China Bisa Jatuhkan Ekonomi AS, Balas Dendam Tarif Trump Pakai Utang Rp12.000 Triliun

Di tengah gelombang tarif tinggi dari Presiden Donald Trump, China menyimpan “senjata ekonomi” mematikan: utang AS senilai ribuan triliun rupiah.

Instagram Xi Jinping
PERTEMUAN DI BALAI AGUNG RAKYAT - Presiden China Xi Jinping menggelar pertemuan darurat dengan para pemimpin bisnis swasta terkemuka di negaranya, Senin (17/2/2025).
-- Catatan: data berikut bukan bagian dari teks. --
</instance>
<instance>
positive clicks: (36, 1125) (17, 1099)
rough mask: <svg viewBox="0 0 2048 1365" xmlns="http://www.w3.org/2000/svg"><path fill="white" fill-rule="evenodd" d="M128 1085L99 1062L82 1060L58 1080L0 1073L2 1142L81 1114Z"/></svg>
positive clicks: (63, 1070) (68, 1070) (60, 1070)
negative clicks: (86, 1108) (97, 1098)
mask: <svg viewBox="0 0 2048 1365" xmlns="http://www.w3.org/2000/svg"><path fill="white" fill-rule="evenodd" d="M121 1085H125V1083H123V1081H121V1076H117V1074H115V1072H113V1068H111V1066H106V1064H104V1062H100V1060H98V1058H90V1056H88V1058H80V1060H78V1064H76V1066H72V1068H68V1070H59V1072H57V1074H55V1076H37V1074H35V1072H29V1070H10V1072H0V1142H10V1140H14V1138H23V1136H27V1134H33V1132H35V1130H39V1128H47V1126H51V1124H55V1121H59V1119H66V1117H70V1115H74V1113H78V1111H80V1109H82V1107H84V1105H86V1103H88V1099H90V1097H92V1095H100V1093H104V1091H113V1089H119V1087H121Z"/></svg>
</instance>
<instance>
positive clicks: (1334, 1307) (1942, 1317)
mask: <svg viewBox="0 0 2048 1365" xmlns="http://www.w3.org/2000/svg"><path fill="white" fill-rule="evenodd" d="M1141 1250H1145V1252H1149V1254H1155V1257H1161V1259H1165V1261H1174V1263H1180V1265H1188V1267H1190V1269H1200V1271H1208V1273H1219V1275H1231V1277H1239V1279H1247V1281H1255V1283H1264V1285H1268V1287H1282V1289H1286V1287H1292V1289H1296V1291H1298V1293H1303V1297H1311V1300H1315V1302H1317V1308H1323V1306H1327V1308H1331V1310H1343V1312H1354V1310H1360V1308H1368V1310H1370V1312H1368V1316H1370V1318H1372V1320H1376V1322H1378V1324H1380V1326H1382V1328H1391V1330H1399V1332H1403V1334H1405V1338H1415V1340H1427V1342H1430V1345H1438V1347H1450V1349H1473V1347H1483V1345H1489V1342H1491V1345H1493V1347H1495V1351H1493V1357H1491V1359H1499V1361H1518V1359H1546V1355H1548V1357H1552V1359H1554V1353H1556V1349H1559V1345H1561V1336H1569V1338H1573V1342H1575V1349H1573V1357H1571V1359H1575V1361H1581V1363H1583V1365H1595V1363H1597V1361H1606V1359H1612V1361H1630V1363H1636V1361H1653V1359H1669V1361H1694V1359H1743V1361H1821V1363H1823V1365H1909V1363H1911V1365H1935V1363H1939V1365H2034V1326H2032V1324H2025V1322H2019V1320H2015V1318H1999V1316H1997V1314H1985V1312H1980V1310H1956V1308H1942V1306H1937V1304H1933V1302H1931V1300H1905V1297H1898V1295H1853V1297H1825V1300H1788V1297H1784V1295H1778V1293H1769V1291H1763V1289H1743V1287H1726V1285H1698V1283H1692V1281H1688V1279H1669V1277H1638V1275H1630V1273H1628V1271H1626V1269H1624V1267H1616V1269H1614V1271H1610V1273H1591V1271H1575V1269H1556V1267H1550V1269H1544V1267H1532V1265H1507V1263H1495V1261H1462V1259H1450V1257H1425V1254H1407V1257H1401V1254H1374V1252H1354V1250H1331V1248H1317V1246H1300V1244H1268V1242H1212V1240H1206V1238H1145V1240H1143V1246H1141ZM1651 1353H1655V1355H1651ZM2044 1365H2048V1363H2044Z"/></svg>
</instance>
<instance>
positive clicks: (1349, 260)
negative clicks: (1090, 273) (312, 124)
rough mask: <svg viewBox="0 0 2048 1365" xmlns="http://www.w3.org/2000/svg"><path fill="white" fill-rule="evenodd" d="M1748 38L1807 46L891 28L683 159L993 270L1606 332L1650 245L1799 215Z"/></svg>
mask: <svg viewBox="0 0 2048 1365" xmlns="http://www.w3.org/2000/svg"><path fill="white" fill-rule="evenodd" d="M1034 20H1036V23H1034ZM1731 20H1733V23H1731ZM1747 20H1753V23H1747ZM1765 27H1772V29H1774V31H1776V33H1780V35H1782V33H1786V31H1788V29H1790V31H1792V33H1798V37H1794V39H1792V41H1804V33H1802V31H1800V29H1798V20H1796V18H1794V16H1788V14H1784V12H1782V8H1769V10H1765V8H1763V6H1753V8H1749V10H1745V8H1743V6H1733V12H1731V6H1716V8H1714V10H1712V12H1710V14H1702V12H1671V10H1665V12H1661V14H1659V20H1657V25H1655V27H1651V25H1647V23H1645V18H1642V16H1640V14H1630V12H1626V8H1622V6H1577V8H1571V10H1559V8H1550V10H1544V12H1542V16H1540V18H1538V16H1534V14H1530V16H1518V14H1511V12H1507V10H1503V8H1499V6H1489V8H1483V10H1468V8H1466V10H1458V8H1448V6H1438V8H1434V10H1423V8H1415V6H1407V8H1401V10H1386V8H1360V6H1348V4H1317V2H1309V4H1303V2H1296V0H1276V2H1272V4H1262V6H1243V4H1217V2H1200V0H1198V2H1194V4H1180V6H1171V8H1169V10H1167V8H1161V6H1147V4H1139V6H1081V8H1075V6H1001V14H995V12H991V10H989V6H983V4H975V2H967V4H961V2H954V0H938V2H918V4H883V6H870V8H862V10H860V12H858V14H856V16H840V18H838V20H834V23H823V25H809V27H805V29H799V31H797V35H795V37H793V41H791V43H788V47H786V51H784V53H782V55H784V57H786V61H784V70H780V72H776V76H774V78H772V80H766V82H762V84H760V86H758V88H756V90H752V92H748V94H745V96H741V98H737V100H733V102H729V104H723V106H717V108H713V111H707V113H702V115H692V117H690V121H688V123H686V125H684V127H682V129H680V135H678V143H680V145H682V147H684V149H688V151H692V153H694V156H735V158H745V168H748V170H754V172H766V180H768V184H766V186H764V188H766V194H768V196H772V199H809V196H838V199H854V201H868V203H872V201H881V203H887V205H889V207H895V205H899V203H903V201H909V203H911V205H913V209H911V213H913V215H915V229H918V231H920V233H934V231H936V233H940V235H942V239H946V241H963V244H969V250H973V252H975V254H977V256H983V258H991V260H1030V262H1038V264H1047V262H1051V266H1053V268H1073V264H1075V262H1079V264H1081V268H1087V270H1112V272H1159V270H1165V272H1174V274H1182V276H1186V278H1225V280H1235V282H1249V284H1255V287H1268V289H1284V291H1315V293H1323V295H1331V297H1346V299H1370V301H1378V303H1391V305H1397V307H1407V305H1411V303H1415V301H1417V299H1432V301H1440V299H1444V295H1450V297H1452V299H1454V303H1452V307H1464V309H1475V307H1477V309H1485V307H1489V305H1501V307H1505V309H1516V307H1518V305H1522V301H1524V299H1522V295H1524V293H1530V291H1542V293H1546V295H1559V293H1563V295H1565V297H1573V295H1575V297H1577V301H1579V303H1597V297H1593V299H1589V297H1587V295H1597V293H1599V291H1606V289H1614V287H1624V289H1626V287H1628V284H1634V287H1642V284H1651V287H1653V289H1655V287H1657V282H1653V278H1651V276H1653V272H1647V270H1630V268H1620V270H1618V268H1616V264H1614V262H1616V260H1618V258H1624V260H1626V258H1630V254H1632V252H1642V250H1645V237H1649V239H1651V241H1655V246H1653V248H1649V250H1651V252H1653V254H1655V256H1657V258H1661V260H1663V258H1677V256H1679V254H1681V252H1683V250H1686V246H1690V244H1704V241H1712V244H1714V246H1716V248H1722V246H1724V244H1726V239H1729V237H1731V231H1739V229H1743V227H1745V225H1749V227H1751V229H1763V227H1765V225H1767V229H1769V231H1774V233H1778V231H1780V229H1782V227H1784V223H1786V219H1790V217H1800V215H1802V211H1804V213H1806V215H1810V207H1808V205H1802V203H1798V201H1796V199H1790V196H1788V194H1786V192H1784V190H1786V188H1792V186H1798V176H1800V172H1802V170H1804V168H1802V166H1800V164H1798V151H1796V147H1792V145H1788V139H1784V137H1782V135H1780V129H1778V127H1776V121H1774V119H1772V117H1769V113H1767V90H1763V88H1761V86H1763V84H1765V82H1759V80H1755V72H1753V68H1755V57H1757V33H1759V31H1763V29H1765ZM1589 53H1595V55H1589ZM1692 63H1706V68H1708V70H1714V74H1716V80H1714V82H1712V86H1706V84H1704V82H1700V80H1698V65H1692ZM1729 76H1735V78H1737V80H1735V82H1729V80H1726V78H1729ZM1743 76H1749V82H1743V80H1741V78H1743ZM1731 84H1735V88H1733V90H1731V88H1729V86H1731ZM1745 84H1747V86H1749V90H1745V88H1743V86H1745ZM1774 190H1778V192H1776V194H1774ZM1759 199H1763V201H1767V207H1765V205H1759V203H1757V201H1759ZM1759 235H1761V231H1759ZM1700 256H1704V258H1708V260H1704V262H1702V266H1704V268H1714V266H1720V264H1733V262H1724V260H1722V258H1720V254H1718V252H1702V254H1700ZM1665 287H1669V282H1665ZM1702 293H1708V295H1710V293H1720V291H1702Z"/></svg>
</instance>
Beijing menuduh AS melanggar aturan Organisasi Perdagangan Dunia (WTO). 

TRIBUNNEWS.COM - Ketegangan antara Amerika Serikat (AS) dan China kembali memanas di tengah perang dagang yang makin meruncing.

Presiden AS Donald Trump memberlakukan tarif hingga 145 persen terhadap barang-barang impor dari China pada 2024.

Sebagai balasan, Tiongkok mengenakan pajak sebesar 125 persen atas barang dari AS.

Di sisi lain, Trump menangguhkan sebagian tarif untuk banyak negara selama 90 hari.

China tidak termasuk dalam daftar itu sehingga memperkeruh hubungan antara dua kekuatan ekonomi terbesar dunia.

Menurut data Departemen Keuangan AS, tarif ini disebut menghasilkan 200 juta dolar Amerika per hari, meskipun Trump mengklaim nilainya mencapai 2 miliar dolar Amerika per hari.

China pun tidak tinggal diam.

Awal pekan ini, Kementerian Perdagangan China menegaskan pihaknya siap "berjuang sampai akhir".

Beijing menuduh AS melanggar aturan Organisasi Perdagangan Dunia (WTO).

Salah satu senjata potensial China dalam perang dagang ini adalah utang Amerika.

Menurut Departemen Keuangan AS, China adalah pemegang surat utang pemerintah AS terbesar kedua, setelah Jepang, dengan nilai mencapai 760 miliar dolar Amerika.

Jika digabung dengan kepemilikan lewat bank pemerintah dan domestik, angka ini bisa mencapai 3 triliun dolar Amerika.

Secara teori, Beijing bisa menjual obligasi pemerintah AS dalam jumlah besar untuk mendevaluasi dolar, sehingga memberi tekanan besar terhadap perekonomian AS.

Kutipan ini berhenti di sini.